I am currently trying to determine the most effecient and stable way of completing this. The requirements/obstables of this are:
- Prices come in very frequently (will sometimes receive multiple prices every second)
- Client's require realtime data
- Prices need to be persisted to the database each time they come in
Architecture:
I belieive this application is suited towards an n-tier architecture. The layers I am thinking of including are (pardon my naming of these):
- Entity layer: where model is constructed
- "Factory": this will contain my feeds (there will be approximately 10), logic for processing data, conversion of data to entities, and allow for exposure of data to clients
- Client layer: I want to the factory to expose data contracts to allow clients to consume the real time data within the factory. I done some research and I will complete this through WCF web services using a Pub-Sub design pattern
So with all of that background information and rambling here are my questions:
- What are the disadvantages to having a long running object context? (I kept reading that I shouldn't do this, but no one explicitly said why or gave alternatives that will work for me)
- If I am constantly creating new contexts, is the data I have pulled into a previous context available in a new context? I am concerned that I will be pulling data from the database too often when I am pushing data to clients and processing many new prices.

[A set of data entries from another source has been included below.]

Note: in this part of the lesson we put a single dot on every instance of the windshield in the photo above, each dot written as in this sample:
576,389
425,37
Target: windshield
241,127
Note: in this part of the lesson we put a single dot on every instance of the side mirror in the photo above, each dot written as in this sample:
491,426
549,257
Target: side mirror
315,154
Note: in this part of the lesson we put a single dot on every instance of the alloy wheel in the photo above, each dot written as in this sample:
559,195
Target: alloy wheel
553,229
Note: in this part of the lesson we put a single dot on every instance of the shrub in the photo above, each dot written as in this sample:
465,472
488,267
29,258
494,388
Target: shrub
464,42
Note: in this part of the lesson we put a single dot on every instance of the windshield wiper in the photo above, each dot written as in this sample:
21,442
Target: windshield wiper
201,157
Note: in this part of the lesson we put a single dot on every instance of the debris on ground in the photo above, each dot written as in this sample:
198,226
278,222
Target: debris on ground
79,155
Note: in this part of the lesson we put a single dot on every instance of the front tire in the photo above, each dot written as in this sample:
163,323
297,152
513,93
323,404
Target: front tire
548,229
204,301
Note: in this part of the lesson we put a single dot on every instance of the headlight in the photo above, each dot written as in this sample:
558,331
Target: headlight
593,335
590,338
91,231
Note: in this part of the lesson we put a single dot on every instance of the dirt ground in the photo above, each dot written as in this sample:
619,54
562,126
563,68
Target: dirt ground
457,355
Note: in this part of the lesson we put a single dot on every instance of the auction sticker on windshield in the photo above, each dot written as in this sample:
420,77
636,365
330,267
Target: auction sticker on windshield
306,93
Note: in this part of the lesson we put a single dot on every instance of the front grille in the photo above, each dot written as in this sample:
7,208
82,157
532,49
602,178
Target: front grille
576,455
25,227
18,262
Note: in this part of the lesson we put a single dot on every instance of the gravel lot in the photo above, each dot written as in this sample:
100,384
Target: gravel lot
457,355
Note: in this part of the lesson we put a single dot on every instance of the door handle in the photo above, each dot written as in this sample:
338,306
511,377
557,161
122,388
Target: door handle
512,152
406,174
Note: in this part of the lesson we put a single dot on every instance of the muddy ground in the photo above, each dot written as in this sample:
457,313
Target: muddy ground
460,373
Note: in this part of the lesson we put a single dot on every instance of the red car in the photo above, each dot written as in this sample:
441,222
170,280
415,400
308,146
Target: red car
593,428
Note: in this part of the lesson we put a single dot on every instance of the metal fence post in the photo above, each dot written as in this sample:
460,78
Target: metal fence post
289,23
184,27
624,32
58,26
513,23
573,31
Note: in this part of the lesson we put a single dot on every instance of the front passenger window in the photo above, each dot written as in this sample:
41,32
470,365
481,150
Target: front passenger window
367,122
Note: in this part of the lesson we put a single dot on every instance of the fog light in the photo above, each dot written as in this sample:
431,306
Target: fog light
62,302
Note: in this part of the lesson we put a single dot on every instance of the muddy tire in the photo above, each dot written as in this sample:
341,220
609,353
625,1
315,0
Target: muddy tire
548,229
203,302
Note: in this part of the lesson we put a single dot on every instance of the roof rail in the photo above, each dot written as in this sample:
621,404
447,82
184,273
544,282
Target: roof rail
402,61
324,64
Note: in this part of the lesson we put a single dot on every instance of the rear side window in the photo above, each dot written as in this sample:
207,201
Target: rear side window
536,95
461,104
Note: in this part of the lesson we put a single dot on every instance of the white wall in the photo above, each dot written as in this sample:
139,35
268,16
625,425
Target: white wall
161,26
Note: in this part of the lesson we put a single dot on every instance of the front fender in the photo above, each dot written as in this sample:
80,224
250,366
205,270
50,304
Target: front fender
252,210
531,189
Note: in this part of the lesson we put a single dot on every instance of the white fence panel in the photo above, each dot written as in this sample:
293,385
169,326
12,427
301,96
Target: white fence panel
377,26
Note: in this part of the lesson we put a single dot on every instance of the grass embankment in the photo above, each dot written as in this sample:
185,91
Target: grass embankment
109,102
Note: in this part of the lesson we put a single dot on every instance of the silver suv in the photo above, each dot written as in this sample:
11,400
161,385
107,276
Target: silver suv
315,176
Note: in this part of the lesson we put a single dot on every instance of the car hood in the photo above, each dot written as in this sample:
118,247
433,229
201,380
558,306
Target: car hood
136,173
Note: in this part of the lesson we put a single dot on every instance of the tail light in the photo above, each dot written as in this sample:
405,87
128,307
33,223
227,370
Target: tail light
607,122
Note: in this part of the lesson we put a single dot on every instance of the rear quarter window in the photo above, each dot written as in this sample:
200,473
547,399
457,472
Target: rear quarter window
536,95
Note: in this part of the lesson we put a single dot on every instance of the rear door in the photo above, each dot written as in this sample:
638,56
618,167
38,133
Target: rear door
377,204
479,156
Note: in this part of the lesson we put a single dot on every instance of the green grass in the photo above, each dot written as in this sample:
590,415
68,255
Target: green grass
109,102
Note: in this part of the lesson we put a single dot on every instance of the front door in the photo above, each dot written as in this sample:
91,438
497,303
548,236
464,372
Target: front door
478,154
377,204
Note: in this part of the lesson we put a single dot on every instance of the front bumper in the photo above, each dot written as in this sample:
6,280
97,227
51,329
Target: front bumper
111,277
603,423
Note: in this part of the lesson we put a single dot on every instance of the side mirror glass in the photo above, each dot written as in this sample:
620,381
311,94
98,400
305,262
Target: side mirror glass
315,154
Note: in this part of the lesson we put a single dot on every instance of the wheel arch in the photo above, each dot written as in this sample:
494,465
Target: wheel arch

- I am currently using self-tracking entities and think they are the correct choice for this application, but if anyone has any concerns or wisdom they could provide, that would be appreciated.
- Lastly, what would be the best type of project for creating my "factory"? It will be running on an IIS server and I would like it to accept all of my data feeds and have clients accepting different and composite (from multiple feeds) data. I am leaning towards a WCF Service Application as it will allow me to easily derive service contracts, but I am not sure if this is the correct choice.
Any help you can provide with this is appreciated. Also, I appologize for the length of this, I am just quite lost as to how the entity framework works and where I should start. Thanks!
EDIT: Thanks for your responses everyone. I have to move onto something else for now, but I will review these later this week when I have a chance.